Получив письмо от Марьи Филипповны, Ефимовский, казалось, ничуть не удивился. Велев мальчишке обождать ответ, Андрей быстро пробежал глазами строки, написанные мелким убористым почерком. По губам скользнула кривая усмешка. Марья Филипповна сама писала к нему, желая продолжить сии непростые отношения. Иначе смысл этого послания он истолковать не смог.
Ефимовский оглянулся на мальчишку, что неловко переминался с ноги на ногу, явно желая оказаться подальше от него. Склонившись над столом, он черкнул всего одно предложение на листе бумаги и не стал ставить подпись: "Завтра. По дороге в Ракитино."
Ежели mademoiselle Ракитина желает свидания, она придёт, ежели нет, то он ошибочно истолковал её письмо.
— Возьми, — протянул он мальчишке ответ. — На словах скажи, что я буду ждать до полудня.
Мальчишка спрятал под полу кафтана письмо и поспешил ретироваться из кабинета вслед за лакеем, что привёл его к барину.
Глава 25
Егорка вернулся, когда совсем стемнело.

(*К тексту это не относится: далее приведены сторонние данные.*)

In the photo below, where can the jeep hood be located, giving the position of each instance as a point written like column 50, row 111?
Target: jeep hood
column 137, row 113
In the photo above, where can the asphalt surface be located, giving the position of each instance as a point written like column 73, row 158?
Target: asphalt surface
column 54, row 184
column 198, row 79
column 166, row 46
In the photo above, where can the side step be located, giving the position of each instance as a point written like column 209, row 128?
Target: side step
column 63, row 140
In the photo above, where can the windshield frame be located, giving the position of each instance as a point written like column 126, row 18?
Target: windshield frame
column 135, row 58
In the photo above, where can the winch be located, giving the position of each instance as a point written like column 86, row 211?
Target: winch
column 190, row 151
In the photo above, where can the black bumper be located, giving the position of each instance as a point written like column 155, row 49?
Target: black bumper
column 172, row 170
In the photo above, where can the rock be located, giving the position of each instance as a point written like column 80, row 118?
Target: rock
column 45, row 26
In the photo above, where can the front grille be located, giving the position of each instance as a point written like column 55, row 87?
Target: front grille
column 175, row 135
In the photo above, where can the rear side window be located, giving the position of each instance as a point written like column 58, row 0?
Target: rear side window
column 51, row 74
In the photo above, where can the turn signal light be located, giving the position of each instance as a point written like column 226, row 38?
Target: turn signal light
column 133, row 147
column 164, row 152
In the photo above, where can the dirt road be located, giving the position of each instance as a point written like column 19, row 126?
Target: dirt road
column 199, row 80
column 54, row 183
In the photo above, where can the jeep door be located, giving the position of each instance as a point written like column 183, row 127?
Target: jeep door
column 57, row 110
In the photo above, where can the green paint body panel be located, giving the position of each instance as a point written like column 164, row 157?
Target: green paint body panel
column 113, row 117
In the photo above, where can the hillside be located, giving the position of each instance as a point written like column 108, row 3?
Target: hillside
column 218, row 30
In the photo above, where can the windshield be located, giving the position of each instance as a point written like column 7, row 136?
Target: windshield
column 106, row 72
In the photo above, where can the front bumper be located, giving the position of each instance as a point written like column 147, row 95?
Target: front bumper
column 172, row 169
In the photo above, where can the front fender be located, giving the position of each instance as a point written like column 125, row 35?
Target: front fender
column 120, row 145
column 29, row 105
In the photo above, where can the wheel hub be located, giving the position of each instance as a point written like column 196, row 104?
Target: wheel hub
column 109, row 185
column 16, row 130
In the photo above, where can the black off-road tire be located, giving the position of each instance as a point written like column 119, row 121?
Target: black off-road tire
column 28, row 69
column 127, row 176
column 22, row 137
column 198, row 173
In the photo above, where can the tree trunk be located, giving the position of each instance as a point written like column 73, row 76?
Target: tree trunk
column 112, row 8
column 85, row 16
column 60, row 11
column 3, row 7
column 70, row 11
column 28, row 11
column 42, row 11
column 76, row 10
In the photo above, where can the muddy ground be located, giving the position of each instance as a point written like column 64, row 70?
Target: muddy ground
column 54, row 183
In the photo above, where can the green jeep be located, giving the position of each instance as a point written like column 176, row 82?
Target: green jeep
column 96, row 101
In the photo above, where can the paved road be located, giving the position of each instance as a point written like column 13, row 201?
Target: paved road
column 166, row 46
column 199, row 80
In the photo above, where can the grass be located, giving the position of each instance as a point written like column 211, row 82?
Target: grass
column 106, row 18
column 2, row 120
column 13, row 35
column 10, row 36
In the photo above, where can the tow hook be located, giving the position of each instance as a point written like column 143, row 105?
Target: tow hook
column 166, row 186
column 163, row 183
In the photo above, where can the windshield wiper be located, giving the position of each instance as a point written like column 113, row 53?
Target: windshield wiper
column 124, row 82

Чувствуя, что с поручением барышни, связана некая тайна, мальчишка осторожно пробрался в покои Марьи Филипповны и робко поскрёбся в двери. Марья тотчас открыла ему и за руку втащила в будуар.

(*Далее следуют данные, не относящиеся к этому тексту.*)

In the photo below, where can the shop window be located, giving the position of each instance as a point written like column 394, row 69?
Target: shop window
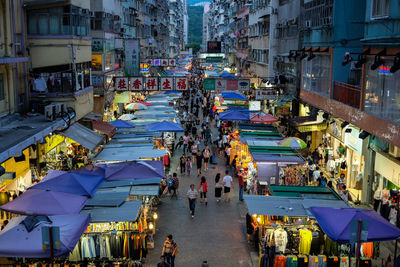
column 380, row 8
column 382, row 93
column 316, row 75
column 2, row 94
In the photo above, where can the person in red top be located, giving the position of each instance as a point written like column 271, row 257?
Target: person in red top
column 203, row 189
column 241, row 184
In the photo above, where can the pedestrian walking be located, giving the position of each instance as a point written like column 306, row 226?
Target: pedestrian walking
column 188, row 165
column 192, row 196
column 203, row 189
column 228, row 184
column 241, row 185
column 182, row 164
column 206, row 157
column 218, row 187
column 170, row 250
column 199, row 162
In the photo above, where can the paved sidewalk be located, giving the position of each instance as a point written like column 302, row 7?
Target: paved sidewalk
column 216, row 234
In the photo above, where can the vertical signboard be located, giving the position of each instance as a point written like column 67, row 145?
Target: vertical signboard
column 167, row 84
column 136, row 83
column 181, row 83
column 132, row 57
column 121, row 84
column 209, row 84
column 152, row 83
column 220, row 85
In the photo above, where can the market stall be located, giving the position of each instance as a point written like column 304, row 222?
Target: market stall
column 286, row 230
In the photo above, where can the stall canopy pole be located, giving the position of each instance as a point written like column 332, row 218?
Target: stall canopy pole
column 358, row 243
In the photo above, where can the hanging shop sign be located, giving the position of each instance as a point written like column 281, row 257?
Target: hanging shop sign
column 181, row 83
column 209, row 84
column 121, row 84
column 352, row 140
column 244, row 84
column 266, row 94
column 132, row 57
column 167, row 84
column 387, row 168
column 136, row 84
column 151, row 83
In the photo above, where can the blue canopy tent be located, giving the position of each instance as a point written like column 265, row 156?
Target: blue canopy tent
column 336, row 223
column 233, row 95
column 70, row 182
column 164, row 126
column 234, row 116
column 42, row 202
column 16, row 241
column 122, row 124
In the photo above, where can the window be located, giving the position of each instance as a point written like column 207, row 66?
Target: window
column 58, row 21
column 2, row 94
column 382, row 92
column 380, row 8
column 316, row 75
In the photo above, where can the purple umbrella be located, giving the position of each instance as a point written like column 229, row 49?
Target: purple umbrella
column 70, row 182
column 16, row 241
column 336, row 224
column 42, row 202
column 134, row 170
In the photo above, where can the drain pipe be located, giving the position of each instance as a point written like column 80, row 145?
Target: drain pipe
column 15, row 65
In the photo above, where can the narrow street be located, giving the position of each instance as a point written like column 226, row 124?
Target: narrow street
column 216, row 234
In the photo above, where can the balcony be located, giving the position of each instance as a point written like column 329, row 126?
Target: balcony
column 347, row 94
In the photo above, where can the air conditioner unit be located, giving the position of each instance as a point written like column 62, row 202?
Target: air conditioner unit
column 50, row 112
column 394, row 151
column 60, row 108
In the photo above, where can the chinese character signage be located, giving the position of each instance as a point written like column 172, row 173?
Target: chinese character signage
column 167, row 84
column 121, row 84
column 220, row 85
column 243, row 84
column 152, row 83
column 132, row 57
column 136, row 84
column 181, row 83
column 266, row 94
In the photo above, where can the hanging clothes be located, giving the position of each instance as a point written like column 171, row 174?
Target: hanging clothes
column 305, row 241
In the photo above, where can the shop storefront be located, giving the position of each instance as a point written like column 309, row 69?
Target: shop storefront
column 354, row 163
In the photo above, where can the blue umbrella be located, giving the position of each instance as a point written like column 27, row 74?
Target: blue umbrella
column 70, row 182
column 336, row 224
column 234, row 116
column 122, row 124
column 164, row 126
column 16, row 241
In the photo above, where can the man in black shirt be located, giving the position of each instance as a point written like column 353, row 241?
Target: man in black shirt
column 199, row 162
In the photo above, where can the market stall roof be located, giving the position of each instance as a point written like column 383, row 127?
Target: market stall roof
column 234, row 116
column 164, row 126
column 310, row 192
column 148, row 181
column 233, row 95
column 126, row 153
column 109, row 197
column 336, row 224
column 104, row 127
column 70, row 182
column 16, row 241
column 122, row 124
column 144, row 190
column 84, row 136
column 134, row 170
column 284, row 206
column 41, row 202
column 127, row 212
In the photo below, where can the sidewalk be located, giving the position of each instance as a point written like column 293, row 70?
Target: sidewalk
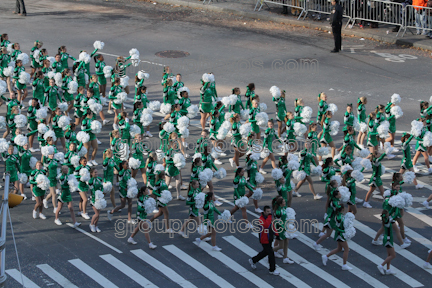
column 245, row 8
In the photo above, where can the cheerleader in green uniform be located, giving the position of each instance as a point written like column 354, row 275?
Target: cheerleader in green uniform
column 52, row 95
column 99, row 66
column 361, row 117
column 35, row 63
column 37, row 192
column 21, row 88
column 306, row 158
column 194, row 215
column 281, row 111
column 209, row 220
column 124, row 176
column 252, row 114
column 58, row 130
column 82, row 188
column 240, row 183
column 64, row 57
column 236, row 140
column 109, row 167
column 326, row 138
column 65, row 197
column 375, row 181
column 92, row 143
column 406, row 163
column 269, row 137
column 281, row 224
column 67, row 78
column 160, row 185
column 143, row 224
column 95, row 184
column 250, row 93
column 206, row 102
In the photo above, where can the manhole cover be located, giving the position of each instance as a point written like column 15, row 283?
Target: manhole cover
column 172, row 54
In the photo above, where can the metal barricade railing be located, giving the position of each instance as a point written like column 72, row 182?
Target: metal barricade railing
column 419, row 18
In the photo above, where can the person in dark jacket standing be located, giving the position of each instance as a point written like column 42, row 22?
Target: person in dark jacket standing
column 336, row 23
column 266, row 239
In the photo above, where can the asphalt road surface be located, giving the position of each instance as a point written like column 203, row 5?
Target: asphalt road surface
column 237, row 51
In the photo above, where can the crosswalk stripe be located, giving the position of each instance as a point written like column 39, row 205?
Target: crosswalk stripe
column 251, row 252
column 197, row 266
column 53, row 274
column 313, row 268
column 96, row 276
column 171, row 274
column 15, row 274
column 234, row 266
column 414, row 235
column 377, row 260
column 127, row 271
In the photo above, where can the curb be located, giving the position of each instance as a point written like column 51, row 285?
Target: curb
column 297, row 23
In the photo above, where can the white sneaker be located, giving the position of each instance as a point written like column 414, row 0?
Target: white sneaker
column 131, row 241
column 215, row 248
column 376, row 243
column 345, row 267
column 367, row 205
column 324, row 259
column 152, row 246
column 253, row 266
column 276, row 273
column 231, row 162
column 381, row 269
column 109, row 215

— Тебе что-нибудь передали в ответ? — шёпотом поинтересовалась она.
Егорка поспешно кивнул и, запустив руку за пазуху, извлёк вчетверо сложенный лист бумаги.
— Ещё на словах велели сказать, что ждать будут до полудня, — также шёпотом ответил он.

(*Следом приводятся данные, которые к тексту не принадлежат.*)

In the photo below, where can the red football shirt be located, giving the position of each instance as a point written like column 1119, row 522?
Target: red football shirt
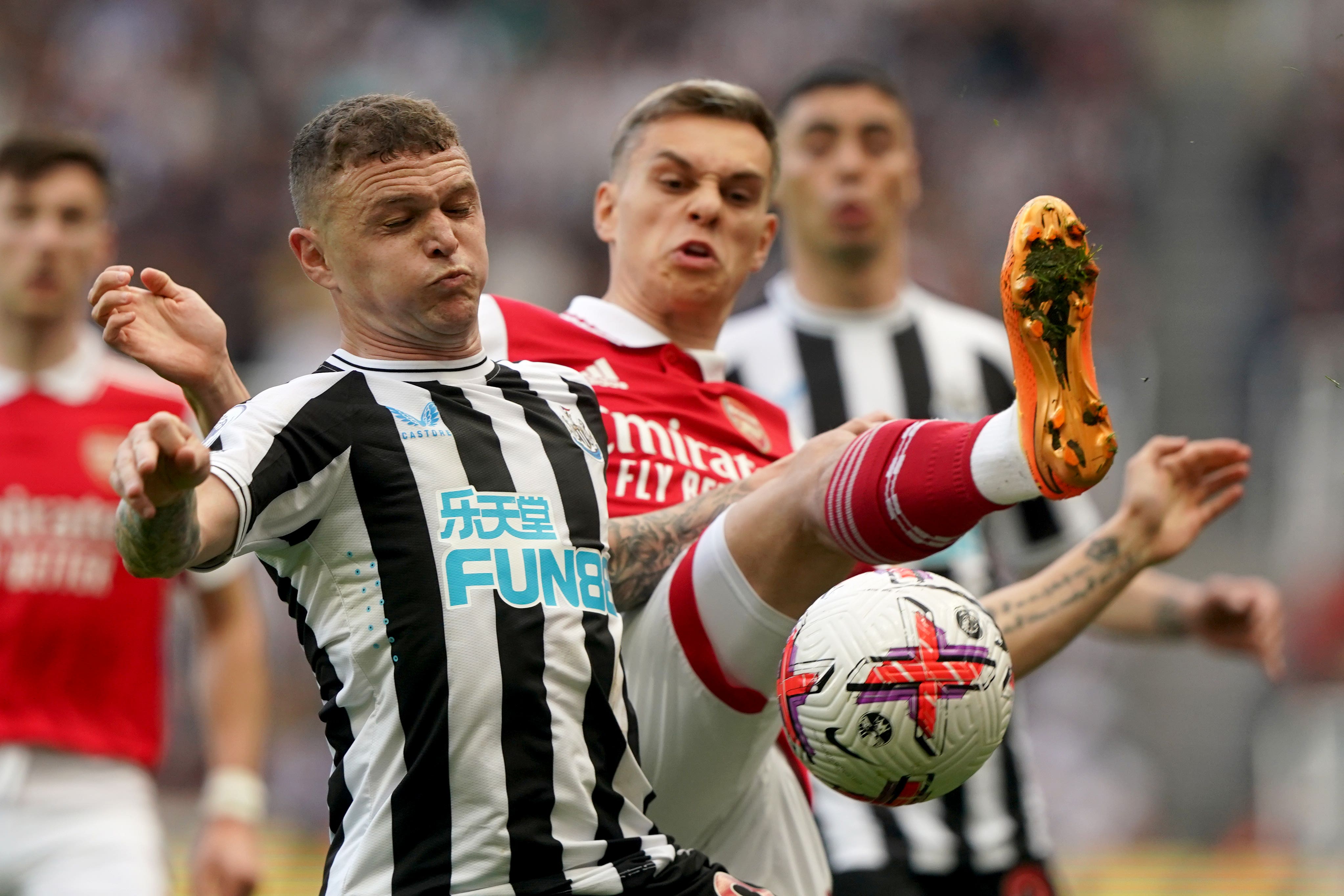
column 81, row 640
column 675, row 428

Выхватив записку, Марья взмахом руки отпустила мальчишку, но, опомнившись, тихо окликнула его:
— О том куда ходил и зачем никому не сказывай, — сурово нахмурила она брови.
— Ей-Богу не скажу, барышня, — перекрестился пострелёнок и выбежал из комнаты, торопясь в людскую, дабы поспеть к позднему ужину.
Едва Егорка скрылся за дверью, mademoiselle Ракитина развернула судорожно скомканный в руке лист.
"Завтра. По дороге в Ракитино." Прочитав написанное, Марья присела на банкетку и стиснула ладонями виски. При мысли о том, что Ефимовский назначил ей свидание, перехватило дыхание, кровь застучала в висках, а сердце будто ухнуло в сладкую бездну.
"Зачем? Зачем я ему писала? — кусала она губы. — Что же делать? Он будет ждать, а коли я не приду, он никогда более мне не поверит. — Марья поднялась, обхватила себя руками за плечи и шагнула к окну, невидящим взглядом уставившись в тёмную осеннюю ночь за стеклом. — Но как можно пойти после всего?" — вздохнула она.
Ночью она никак не могла уснуть, беспрестанно меняя своё решение. То она решала, что завтра никуда не пойдёт, то начинала придумывать фразы, коими можно было бы начать разговор. Задремав под утро, она проснулась, едва Милка заворочалась на своём узком ложе в будуаре. Дотянувшись до шнурка сонетки, Марья вызвала горничную.
— Кофе мне принеси, — велела она Милке, показавшейся на пороге спальни.
Устроившись на кушетке, пождав под себя ноги и поставив чашку с кофе на подоконник, Марья хмуро вглядывалась в ненастное туманное утро. Глянув на изящные настольные часы, mademoiselle Ракитина тяжело вздохнула. Восемь утра. У неё есть четыре часа на то, чтобы принять решение. Она пила маленькими глотками остывший кофе и не отводила глаз от минутной стрелки, что медленно, но неумолимо отсчитывала мгновения, сокращая время до полудня.
— Милка, — позвала она горничную.
Девка выглянула из гардеробной.
— Одеваться будете, Марья Филипповна? — поинтересовалась она.
— Амазонку мне достань и скажи Прокопычу, чтобы Искру мне седлал.